The Vice- Chancellor of the University of Maiduguri, Abubakar Njodi, has said the North-east may take 500 years to recover from the destruction inflicted by Boko Haram on its education system and attain the current standard in southern Nigeria.
Mr. Njodi, a professor of Physical and Health Education, said even before the advent of Boko Haram, studies indicated that the region was about 150 years behind other parts of the country, especially the south.
He made this remark on Friday when he received a delegation from the Victims’ Support Fund, VSF, on a condolence visit over the January 16 suicide bomb attack that claimed the lives of three staff of the university, including a senior professor.
“Education in the North is endangered,” Mr. Njodi lamented.
“I have said it at different fora that prior to Boko Haram, there were some studies, some real, some speculative, that showed the north was 100 years behind the south. And that was before Boko Haram came. What it means here is that, at that time if the south should stop going to school, it would take the north 100 years to catch up.
“When the north was broken up into North-east, North-west and North-central, the North-east was 150 years behind. And also at that time, if the south stopped going to school, it would take the North-east 150 years to catch up.
“With the situation that the Boko Haram has put us now, if those studies are anything to go by, the North-east may require about 500 to 1000 years to catch up with the other parts of the country”, said the vice-chancellor.

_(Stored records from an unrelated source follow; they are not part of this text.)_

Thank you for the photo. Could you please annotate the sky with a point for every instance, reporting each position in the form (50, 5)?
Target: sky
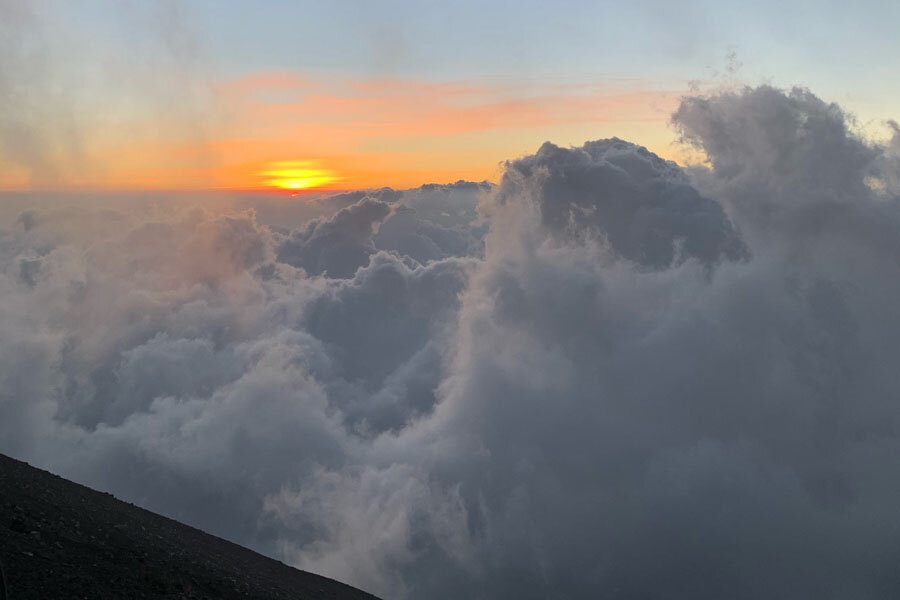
(653, 356)
(342, 95)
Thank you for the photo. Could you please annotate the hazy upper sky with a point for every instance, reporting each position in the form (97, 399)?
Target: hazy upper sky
(206, 94)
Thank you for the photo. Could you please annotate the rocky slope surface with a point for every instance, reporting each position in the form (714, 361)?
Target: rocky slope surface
(59, 539)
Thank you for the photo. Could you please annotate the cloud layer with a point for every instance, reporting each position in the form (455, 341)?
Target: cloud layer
(607, 376)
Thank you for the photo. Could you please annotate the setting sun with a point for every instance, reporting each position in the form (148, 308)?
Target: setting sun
(298, 175)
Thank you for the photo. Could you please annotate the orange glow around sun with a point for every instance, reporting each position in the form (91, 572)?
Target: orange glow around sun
(297, 175)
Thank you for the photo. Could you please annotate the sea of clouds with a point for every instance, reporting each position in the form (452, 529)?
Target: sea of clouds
(606, 376)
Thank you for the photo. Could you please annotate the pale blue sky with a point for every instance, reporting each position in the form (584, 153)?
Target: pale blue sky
(844, 51)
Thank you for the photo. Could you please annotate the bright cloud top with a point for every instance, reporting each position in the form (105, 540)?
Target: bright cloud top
(607, 374)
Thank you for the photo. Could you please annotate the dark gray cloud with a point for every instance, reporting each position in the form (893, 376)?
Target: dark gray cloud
(607, 377)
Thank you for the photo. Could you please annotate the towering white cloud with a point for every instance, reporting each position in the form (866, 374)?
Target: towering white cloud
(614, 377)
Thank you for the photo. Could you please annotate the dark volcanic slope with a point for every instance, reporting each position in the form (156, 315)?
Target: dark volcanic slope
(59, 539)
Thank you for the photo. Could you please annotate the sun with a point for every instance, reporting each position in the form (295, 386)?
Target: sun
(298, 175)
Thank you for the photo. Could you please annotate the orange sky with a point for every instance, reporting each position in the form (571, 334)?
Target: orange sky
(365, 133)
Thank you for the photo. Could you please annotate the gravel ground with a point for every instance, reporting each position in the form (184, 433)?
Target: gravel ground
(59, 539)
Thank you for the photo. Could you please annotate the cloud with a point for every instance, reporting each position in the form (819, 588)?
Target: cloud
(606, 376)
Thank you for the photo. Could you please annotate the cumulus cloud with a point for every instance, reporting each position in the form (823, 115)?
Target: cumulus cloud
(607, 376)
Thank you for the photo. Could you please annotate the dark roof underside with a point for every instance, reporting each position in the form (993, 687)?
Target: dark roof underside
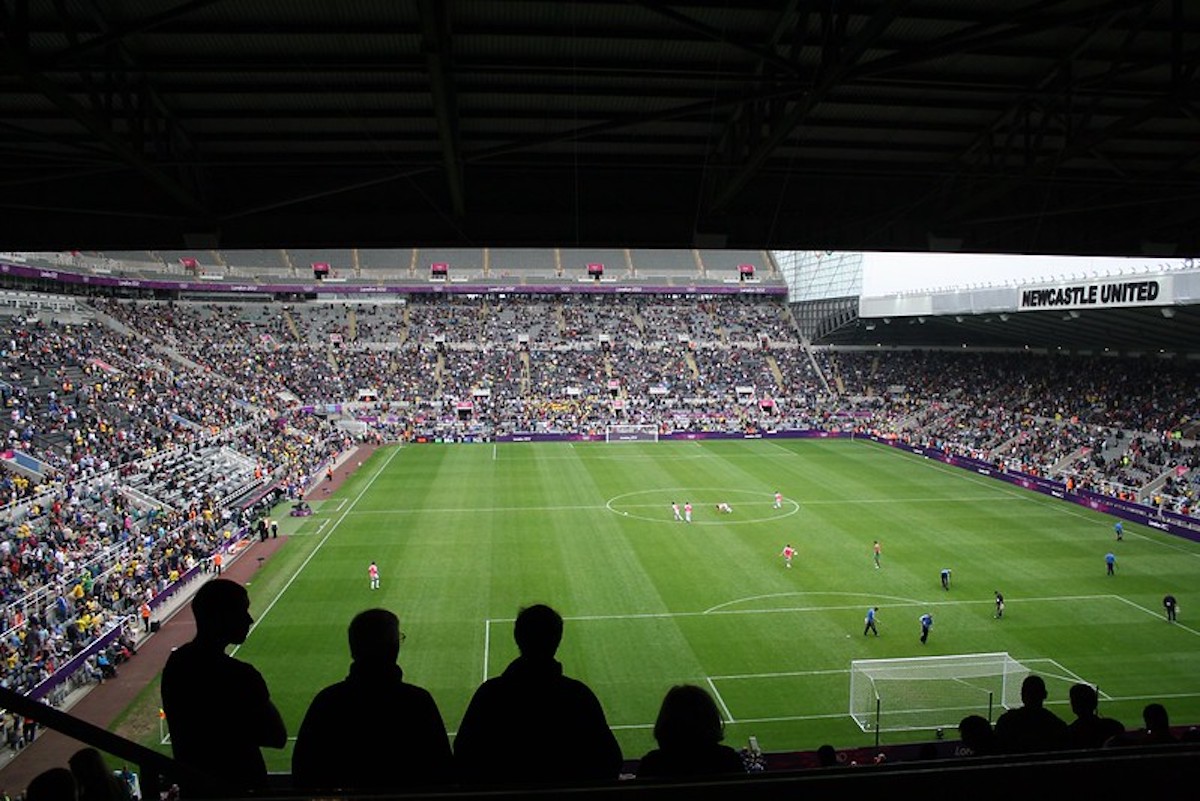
(1023, 126)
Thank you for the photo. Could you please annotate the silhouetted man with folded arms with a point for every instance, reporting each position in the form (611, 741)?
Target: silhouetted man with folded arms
(1031, 727)
(217, 708)
(533, 724)
(373, 730)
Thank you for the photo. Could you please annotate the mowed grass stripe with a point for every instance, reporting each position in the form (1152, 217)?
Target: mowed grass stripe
(463, 537)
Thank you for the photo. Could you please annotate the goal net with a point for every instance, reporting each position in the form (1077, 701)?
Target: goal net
(933, 692)
(631, 433)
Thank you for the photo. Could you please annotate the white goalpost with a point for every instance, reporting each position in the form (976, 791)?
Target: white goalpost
(933, 692)
(630, 433)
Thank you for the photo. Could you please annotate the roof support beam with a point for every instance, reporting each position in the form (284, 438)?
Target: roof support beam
(436, 34)
(97, 126)
(835, 64)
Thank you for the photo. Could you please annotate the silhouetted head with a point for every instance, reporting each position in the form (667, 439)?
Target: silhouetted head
(976, 733)
(1033, 691)
(1084, 699)
(538, 631)
(375, 637)
(1155, 717)
(688, 717)
(54, 784)
(222, 612)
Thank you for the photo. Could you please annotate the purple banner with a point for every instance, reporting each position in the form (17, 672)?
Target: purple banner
(455, 288)
(1176, 524)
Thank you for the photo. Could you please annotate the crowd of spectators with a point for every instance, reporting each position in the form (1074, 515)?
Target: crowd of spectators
(120, 413)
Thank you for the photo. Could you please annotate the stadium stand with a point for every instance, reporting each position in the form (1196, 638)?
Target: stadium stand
(523, 263)
(382, 264)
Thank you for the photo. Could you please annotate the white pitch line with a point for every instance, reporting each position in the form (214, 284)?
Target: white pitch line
(586, 507)
(323, 540)
(487, 645)
(1062, 506)
(729, 716)
(1157, 614)
(904, 602)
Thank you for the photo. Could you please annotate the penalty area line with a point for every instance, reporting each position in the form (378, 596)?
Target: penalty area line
(319, 544)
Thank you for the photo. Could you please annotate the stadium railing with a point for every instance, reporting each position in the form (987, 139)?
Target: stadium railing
(1147, 771)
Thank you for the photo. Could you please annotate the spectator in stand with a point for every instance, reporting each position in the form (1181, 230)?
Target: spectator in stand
(533, 724)
(340, 746)
(1157, 729)
(225, 748)
(689, 732)
(1031, 727)
(1089, 729)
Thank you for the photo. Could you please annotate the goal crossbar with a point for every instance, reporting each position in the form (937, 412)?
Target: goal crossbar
(904, 694)
(631, 433)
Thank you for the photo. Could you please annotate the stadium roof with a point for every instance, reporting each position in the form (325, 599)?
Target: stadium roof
(1023, 126)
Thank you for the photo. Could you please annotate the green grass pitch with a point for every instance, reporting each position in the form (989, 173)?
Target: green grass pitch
(466, 535)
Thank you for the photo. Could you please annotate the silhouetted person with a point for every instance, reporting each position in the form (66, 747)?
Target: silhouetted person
(1030, 727)
(373, 730)
(689, 732)
(221, 742)
(977, 736)
(94, 778)
(1158, 726)
(1089, 729)
(533, 724)
(1157, 732)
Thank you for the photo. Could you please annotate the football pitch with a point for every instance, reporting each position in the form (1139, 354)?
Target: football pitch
(465, 535)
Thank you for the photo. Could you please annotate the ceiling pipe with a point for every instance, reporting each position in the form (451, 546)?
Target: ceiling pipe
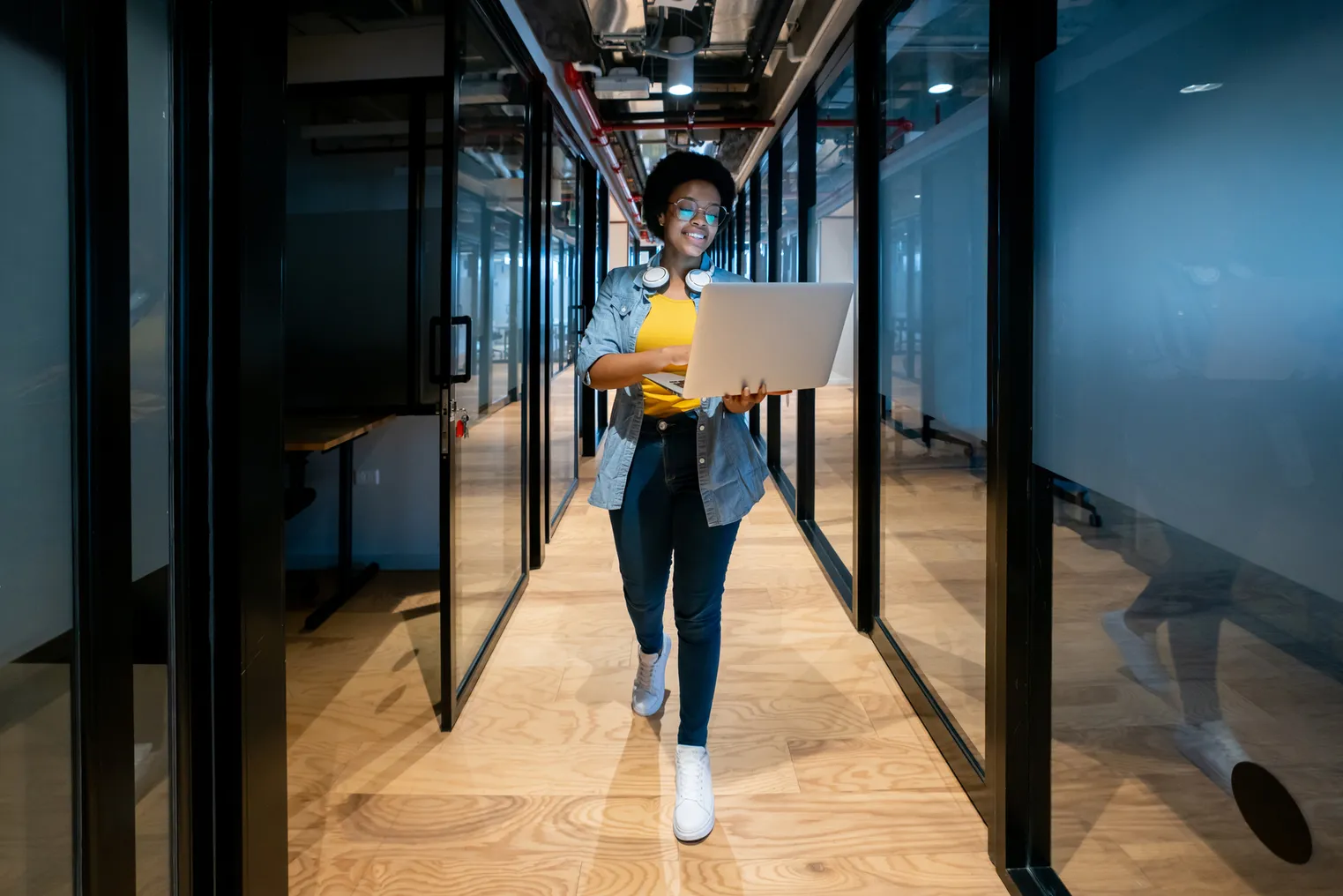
(688, 125)
(765, 35)
(574, 78)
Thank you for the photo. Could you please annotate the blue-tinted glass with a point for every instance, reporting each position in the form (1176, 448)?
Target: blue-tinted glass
(1189, 400)
(934, 205)
(833, 256)
(36, 552)
(790, 249)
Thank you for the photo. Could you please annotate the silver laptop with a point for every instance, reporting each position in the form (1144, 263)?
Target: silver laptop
(782, 335)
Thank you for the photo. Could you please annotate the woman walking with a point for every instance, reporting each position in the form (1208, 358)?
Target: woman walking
(675, 474)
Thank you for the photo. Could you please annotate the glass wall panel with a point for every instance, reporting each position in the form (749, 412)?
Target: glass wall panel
(1189, 402)
(833, 262)
(934, 205)
(762, 238)
(488, 513)
(151, 180)
(563, 324)
(36, 551)
(790, 253)
(346, 234)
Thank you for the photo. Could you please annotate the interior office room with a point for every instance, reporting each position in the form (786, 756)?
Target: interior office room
(1044, 591)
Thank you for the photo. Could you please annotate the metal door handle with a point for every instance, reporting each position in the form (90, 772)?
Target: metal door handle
(462, 320)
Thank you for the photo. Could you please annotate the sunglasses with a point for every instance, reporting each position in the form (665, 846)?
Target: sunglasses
(687, 210)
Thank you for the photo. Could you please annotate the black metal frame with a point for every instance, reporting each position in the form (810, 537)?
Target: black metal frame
(560, 126)
(191, 653)
(1018, 623)
(759, 277)
(774, 405)
(537, 375)
(239, 113)
(454, 695)
(102, 696)
(593, 241)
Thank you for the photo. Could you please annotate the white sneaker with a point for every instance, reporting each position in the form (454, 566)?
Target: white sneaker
(650, 680)
(1213, 749)
(1139, 653)
(693, 817)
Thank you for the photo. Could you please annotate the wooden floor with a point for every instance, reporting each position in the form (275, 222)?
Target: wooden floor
(551, 786)
(1131, 814)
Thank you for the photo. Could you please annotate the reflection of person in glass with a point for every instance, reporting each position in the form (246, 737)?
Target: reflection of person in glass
(677, 474)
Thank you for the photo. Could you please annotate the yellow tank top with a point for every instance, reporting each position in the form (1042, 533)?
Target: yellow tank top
(670, 321)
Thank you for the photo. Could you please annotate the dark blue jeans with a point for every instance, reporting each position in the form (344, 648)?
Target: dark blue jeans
(662, 515)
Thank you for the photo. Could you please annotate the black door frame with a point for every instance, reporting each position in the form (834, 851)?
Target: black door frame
(102, 696)
(456, 693)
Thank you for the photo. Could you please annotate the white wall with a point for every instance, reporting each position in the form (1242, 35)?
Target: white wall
(836, 266)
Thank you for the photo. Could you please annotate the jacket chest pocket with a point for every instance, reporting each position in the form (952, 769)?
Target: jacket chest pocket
(628, 324)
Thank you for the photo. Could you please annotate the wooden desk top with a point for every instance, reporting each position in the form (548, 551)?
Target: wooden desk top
(323, 433)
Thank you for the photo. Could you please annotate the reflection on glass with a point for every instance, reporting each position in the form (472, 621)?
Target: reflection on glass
(762, 259)
(490, 223)
(346, 235)
(790, 253)
(1189, 385)
(934, 205)
(563, 331)
(151, 174)
(36, 788)
(833, 264)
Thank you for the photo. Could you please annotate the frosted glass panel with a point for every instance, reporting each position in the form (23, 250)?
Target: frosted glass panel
(1189, 402)
(1190, 300)
(151, 177)
(832, 262)
(36, 524)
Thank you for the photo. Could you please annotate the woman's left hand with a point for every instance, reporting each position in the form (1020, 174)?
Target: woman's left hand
(746, 400)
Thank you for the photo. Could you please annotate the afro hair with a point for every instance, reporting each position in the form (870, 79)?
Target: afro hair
(678, 168)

Mr. Njodi said the state of education of the North-East requires the support of all as the future “looks gloomy”.
He said the University had been in the eyes of the Boko Haram storm since its inception but had managed to survive without closing its campus for a single day.
“We knew from the onset that we are their (Boko Haram) prime target because going by their name, Boko Haram, which goes against Western education, we should not be in existence at all.
“And when they attacked us on the 16th January, we were not surprised but shocked in the sense that despite all the efforts we put in place, we couldn’t contain everything. And during the attack, we lost a very hard working professor, Aliyu Mani, the Director of Veterinary Teaching Hospital, along with him were two students who were wards of two of our staff”.
The vice-chancellor said 17 persons were taken to hospitals for treatment with various degrees of injuries from the attacks, but so far 13 of them had been discharged.
“When the heat of the Boko Haram was too much in 2004, we took a decision not to close the university because if we close, where will our students who are 90 percent from the North-east go to when their communities had all been attacked and probably taken by Boko Haram?
“So we felt we should remain and continue to run the school, so as to give the military and other aide agencies the reason to be here; and also to encourage them the more and make them have the reason to fight on”, he said.
The deputy chairman of VSF, Tijjani Tumsa, who led the delegation, said his organization would partner the university in research and education.